Drew Danburry convinces you to “love the crowded Utah valley” in his latest album, This Could Mean Trouble, You Don't Speak For The Club. Danburry’s third full-length album includes his signature characteristics fans love (like his comforting, raw vocals), while incorperating new sounds as well, such as the dreamy piano melody on the intro song, “Weezer.”

The singer infuses the record with personality, especially on the track “Residents in Orange County,” in which he says quite boldly, “tripping over dumpsters is the only way to come home after dark.” Background noise also peaks through parts of songs, whether it’s in the form of shouted phrases, clapping, or an entire musical hodgepodge like the one created in the track “Accident.”

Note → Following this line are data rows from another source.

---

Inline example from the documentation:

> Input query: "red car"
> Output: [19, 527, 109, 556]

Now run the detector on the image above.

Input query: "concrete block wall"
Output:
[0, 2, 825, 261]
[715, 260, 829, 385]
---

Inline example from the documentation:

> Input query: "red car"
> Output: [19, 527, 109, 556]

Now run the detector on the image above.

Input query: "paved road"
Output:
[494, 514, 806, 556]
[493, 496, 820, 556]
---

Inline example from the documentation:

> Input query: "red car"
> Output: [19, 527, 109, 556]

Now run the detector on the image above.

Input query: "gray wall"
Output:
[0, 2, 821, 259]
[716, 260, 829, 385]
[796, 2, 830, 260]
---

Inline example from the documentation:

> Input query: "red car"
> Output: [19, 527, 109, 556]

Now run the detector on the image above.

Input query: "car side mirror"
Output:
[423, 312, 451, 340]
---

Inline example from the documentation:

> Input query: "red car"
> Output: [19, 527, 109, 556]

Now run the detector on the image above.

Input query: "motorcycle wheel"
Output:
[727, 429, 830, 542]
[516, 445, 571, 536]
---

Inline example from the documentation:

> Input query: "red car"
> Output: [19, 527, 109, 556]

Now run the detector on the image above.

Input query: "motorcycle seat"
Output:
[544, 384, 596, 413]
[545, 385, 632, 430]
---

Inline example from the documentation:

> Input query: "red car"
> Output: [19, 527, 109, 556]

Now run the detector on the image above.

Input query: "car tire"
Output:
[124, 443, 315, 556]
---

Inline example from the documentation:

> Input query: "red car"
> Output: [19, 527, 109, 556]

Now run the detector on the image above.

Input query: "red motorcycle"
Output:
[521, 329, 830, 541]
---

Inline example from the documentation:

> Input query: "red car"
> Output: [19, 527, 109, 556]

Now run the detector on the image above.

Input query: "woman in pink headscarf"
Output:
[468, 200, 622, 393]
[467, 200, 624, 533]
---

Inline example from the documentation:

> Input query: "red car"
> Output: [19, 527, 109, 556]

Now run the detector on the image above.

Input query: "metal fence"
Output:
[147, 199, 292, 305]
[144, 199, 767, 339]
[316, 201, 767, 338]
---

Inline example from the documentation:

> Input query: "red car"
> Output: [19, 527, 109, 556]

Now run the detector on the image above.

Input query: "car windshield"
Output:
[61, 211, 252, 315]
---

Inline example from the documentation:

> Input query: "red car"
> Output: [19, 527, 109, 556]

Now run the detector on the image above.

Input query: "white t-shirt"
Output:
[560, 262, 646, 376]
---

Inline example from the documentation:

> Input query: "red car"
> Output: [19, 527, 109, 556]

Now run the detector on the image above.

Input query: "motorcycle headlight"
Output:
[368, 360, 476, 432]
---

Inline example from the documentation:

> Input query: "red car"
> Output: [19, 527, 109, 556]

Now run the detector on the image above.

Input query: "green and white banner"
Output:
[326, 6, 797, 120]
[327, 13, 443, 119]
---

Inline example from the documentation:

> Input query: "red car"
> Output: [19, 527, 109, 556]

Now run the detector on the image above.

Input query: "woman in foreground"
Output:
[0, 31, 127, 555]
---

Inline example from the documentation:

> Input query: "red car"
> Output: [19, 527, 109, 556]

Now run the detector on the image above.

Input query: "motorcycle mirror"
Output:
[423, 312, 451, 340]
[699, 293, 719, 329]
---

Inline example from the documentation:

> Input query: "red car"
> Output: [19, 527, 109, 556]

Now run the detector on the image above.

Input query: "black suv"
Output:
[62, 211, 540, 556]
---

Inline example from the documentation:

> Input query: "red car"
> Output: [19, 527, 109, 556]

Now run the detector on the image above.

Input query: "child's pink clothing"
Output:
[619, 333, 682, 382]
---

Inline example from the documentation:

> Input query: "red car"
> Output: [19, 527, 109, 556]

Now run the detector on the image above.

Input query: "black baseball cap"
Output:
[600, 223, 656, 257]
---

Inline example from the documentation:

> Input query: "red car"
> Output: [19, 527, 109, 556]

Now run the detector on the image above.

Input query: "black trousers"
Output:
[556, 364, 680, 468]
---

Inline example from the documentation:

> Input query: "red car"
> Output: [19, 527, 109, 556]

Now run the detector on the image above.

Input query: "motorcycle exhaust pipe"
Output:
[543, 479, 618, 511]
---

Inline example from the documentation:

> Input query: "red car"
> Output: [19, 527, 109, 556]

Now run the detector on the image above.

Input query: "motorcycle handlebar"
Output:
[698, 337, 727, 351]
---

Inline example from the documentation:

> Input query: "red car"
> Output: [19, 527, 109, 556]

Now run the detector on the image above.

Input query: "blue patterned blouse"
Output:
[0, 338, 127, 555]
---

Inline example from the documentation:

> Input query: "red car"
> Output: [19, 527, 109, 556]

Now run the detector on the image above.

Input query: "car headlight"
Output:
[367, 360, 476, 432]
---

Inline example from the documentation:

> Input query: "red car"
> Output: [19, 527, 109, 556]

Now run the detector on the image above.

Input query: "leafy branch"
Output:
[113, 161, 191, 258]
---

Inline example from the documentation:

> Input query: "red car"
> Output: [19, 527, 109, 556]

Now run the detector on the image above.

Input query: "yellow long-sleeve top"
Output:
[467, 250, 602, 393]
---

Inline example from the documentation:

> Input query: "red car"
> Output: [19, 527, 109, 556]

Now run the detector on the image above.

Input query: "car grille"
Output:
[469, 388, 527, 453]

Clearly Danburry knows how to stir the hearts of listeners. His choice to cover his friend’s song “Take Me Home” was a wise one, with its catchy tune and fun word play that together tug on fans’ heartstrings. “L'ecole” is another track on the album in tune with the emotion of listeners, with story-telling lyrics projecting moral values and prompting people to question how they live their lives.

The two-minute track “Billboards” has been a gem on Danburry’s setlist for a couple years now and is finally featured on this album. It speaks of the harsh reality humans face daily. His attempt to explain society is noteable in that his words don’t bug listeners; he manages to come off experienced, knowledgeable, and still humble.

The ending of the album is sort of a joke for Danburry’s fans, although it may confuse first-time listeners. It’s a southern twist on part one of “Tonight I Was Trying To Read.” Danburry uses a twangy accent, reinforcing his ability to make unconventional decisions, which at the end of the day is what sets him apart from others in the large category of modern indie music.